[Cerowrt-devel] Bufferbloat and other Internet challenges - was Congratulations

Dave Taht dave.taht at gmail.com
Tue Sep 16 01:31:48 EDT 2014

On Wed, Aug 20, 2014 at 12:09 PM,  <dpreed at reed.com> wrote:
> I just read Vint Cerf's latest column in IEEE Internet Computing (October
> 2014), paper edition that arrived in the mail.  Entitled "Bufferbloat and
> other Internet challenges", it highlights Jim Gettys, Dave Taht, Eric
> Dumazet, Codel/FQ_code, the CeroWRT/OpenWRT team, etc. pointing out that

That column is now publicly available.


I appreciate the honor he's done us, and also want to publicly
appreciate the trailblazing he and so many others did on the Internet
itself.

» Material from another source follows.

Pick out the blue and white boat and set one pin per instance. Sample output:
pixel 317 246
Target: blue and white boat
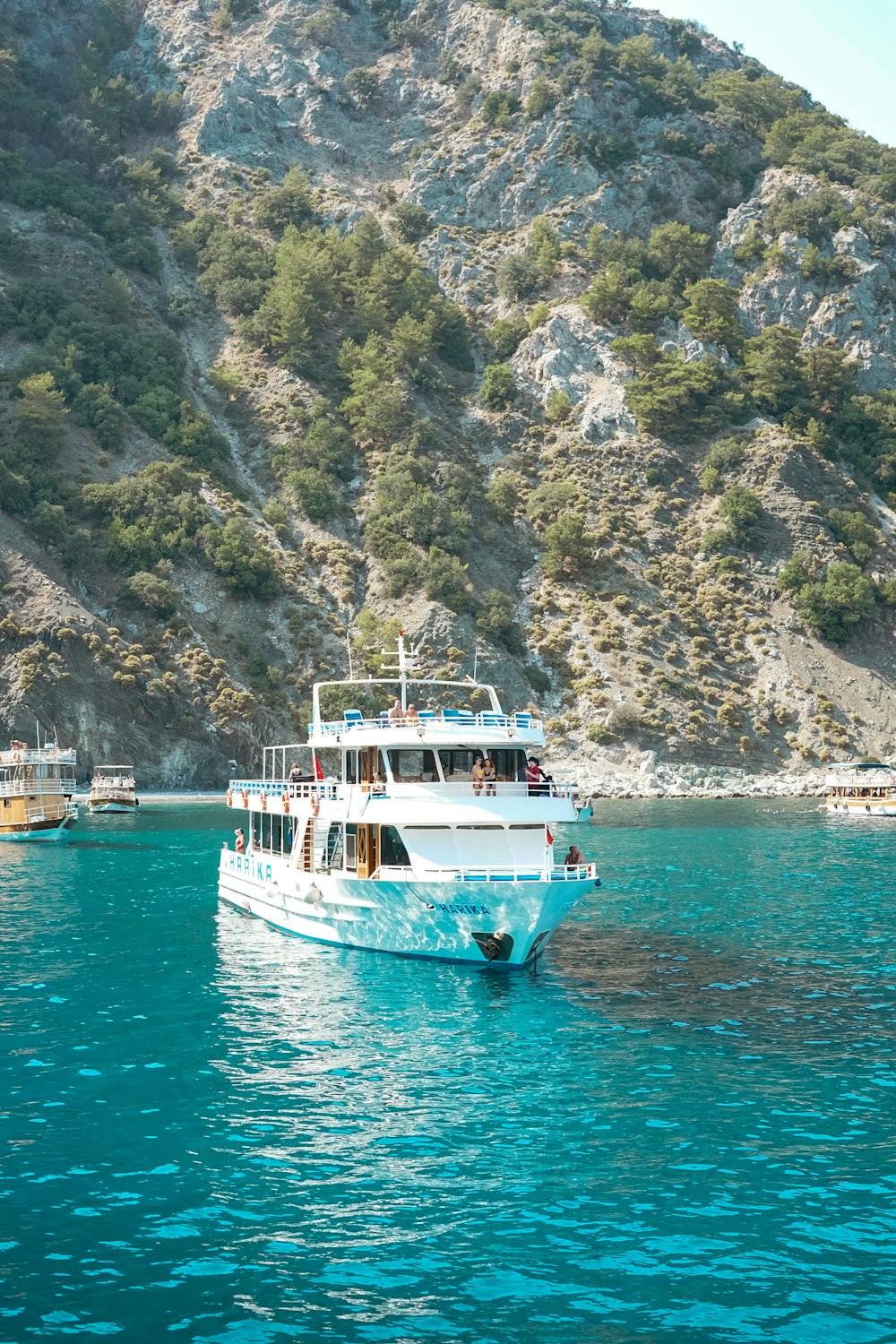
pixel 403 847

Getting IPv6 to work as well as we have in cerowrt and
openwrt, was sort of a way to say thanks for all that...

> "The use of open source software to promote broad adoption and use of new
> technology is now well demonstrated ... The CeroWRT/OpenWRT effort could
> have a similar effect, especially if the resulting software can be ported to
> a variety of hardware platforms."

Openwrt is being built, daily for 36 platforms, including most common cpu types,
and hundreds of different chipsets, and 1000s of products can be
upgraded to use it.


(This build farm (mostly hosted in the donated google cloud)
occasionally breaks, and could use a little maintenance as I write.
The barrier breaker release is being done on another cloud entirely,
donated by another party )

This is still a small drop in the bucket, compared to the market today, and only
rarely includes the most bleeding edge of chipsets as only a few of
which use openwrt as a base.  But a lot of the heavy architectural
lifting is already done, and certainly much landed in the mainline
kernel and user space applications that will land in other Linux

We have billions of machines to upgrade, eventually.

> This is a quote and a column you can "take to the bank", especially the "if
> ... can be ported to other hardware platforms", which it should be.

I'm not sure what "bank" would offer credit based on a project as
speculative as this one has been. When we started we didn't know
if we could make ipv6 deployable on CPE, or how to fix bufferbloat,
nor if crowdsourcing the problems would work, or that the open source
community as a whole would "get it", or that various companies could
or would contribute resources, etc.

With an end goal is something as diffuse as "saving everybody on the
internet a few seconds a day of time, annoyance and frustration", the
multiplier effect translates out to 10s of thousands of man-years,
saved, eventually,
depending on how you do the math. But somehow these sort of
incremental improvements have to be demonstrated and then moved into
products, and it's hard with a quarterly vision, to think and work
ahead of the curve that far.

We've treated the entire world as a PARC.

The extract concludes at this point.